Harnessing the wastewater treatment process itself to create biogas is an ingenious way to take a bite out of the facility’s energy budget. According to studies, biogas from anaerobic digestion can provide around half the energy required for a treatment plant to function. However, improvements in fuel cell technology and adding sludge pre-treatments can further boost the yield. (See our biogas & biomass section for products and services provided by Custom Energy Inc.)

 

Renewable Energy Puts Wastewater Treatment on the Smart Grid

Treating municipal wastewater consumes around 4% of all the energy used in the United States. Moreover, electricity is typically 40% or more of the operating budget for a treatment plant. That leads to two major challenges in the wastewater industry: the cost of maintaining operations and the degree to which treatment facilities depend on a steady supply of energy from utility companies.

The now almost universally acknowledged effects of carbon footprints and sustainability goals further compound these challenges. Energy and budget resilience in the face of natural disasters and the pursuit of more affordable and more sustainable municipal services has spurred many municipalities and counties to invest in renewable energy products.

Caldwell, N.J., and Lee County, Ga., developed plans to add solar arrays and solar storage systems to their facilities. When greenlighting the projects, city leaders cited events like Superstorm Sandy, which knocked out electricity over widespread areas and prevented treatment plants from functioning at all. With renewable energy retrofits, the plants can operate for up to 10 days without outside power. Even better, the influx of clean solar energy will slash their operating budgets by around 57%.
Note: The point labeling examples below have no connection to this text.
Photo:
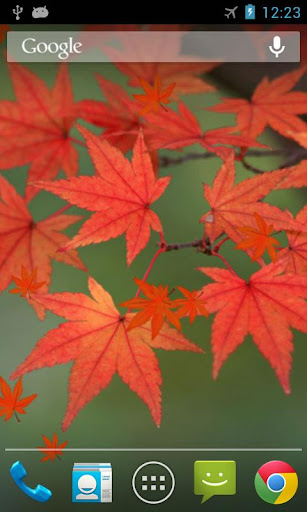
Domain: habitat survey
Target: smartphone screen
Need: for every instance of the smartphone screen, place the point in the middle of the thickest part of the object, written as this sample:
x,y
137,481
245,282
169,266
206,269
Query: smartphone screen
x,y
153,258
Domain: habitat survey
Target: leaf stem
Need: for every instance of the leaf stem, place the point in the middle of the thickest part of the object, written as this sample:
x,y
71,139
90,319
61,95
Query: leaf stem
x,y
17,417
151,264
224,261
219,245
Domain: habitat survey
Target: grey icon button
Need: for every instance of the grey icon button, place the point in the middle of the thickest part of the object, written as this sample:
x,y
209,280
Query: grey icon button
x,y
153,482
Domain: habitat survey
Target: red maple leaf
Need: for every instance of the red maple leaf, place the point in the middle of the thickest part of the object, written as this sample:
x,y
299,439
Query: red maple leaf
x,y
97,340
54,449
155,96
265,306
191,304
272,104
30,244
233,206
11,401
295,254
35,129
119,115
26,284
258,238
184,73
157,307
172,130
121,194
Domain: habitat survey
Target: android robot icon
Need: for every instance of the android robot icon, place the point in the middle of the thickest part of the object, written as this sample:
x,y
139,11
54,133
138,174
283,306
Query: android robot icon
x,y
40,12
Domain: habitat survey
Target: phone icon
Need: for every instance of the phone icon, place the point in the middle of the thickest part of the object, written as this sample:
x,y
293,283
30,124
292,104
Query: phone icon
x,y
40,493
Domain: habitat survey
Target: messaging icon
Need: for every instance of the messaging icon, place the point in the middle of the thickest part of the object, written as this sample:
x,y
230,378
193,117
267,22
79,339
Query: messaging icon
x,y
214,478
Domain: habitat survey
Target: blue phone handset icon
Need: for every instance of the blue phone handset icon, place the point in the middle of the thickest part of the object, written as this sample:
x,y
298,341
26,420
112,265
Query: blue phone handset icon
x,y
40,493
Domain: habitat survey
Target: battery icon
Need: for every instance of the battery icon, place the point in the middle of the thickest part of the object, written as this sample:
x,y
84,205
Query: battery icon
x,y
250,12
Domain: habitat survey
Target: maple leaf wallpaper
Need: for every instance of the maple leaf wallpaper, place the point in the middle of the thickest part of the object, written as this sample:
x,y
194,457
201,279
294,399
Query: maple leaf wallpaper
x,y
153,267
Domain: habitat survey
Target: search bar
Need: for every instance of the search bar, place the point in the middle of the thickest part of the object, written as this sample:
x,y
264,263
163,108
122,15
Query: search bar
x,y
142,46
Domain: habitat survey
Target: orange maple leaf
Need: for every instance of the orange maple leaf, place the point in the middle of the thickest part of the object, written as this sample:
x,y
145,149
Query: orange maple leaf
x,y
118,115
265,306
272,104
120,193
157,307
27,284
154,96
11,401
31,244
260,239
191,304
176,130
174,70
97,340
54,449
295,254
35,128
233,205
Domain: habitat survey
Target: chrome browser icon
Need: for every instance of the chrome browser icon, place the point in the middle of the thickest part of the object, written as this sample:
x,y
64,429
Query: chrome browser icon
x,y
276,482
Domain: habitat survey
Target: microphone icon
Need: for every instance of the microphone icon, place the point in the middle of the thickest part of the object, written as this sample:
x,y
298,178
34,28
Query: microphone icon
x,y
277,49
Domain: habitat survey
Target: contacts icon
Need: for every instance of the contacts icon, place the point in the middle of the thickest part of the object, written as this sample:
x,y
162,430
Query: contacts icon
x,y
87,485
92,482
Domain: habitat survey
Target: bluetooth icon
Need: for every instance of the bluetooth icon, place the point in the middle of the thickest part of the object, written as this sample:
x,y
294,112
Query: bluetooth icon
x,y
250,12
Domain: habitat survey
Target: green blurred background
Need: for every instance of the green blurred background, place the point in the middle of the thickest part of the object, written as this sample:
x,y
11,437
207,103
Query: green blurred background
x,y
245,407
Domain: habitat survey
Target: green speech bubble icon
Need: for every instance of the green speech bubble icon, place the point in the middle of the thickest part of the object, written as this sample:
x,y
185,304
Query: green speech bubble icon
x,y
214,478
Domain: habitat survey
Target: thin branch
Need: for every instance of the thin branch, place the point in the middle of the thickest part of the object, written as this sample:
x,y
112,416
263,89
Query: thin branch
x,y
187,245
224,261
219,245
165,161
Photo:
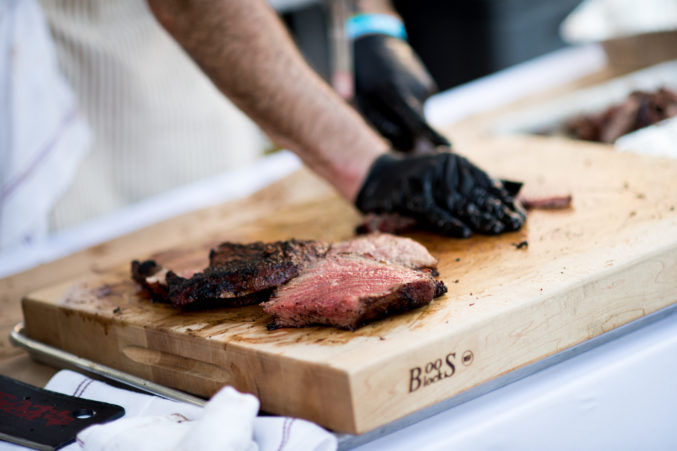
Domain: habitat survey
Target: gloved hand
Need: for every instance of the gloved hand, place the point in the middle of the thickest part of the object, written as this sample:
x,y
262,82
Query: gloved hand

In this way, wastewater treatment plants also become full participants in smart energy grids. Each “node” in a smart grid that generates renewable power can receive or provide energy as demand dictates. Smart grids also make electricity delivery areas more resilient against intense weather events and help utilities isolate and repair problems more quickly than before. As an added bonus, solar power is also instrumental in solar irradiation — a water treatment method that eliminates a wide selection of chemicals and microorganisms, all without harmful byproducts.

Why Is Renewable Energy So Crucial in Wastewater Processing?

All countries now recognize access to safe drinking water as a human right in 2010. Tragically, the U.N. also reports that as many as 2 billion people live with compromised access to sources of fresh, clean water. In Asia and Africa, studies show that the poorest fifth of the population spends up to 11% of their income on water.

“Bringing costs down” and “using resources more efficiently” are rallying cries all over the world. In some parts of the world, finding the right technologies and techniques could change thousands, perhaps millions, of lives practically overnight.

Renewable energy is a sea change by itself, but when combined with the processes that keep us hydrated and clean, the benefits are extraordinary. From lower utility prices in suburbia to efficient and scalable water infrastructure in even the most impoverished villages and towns, clean energy has positive implications for all.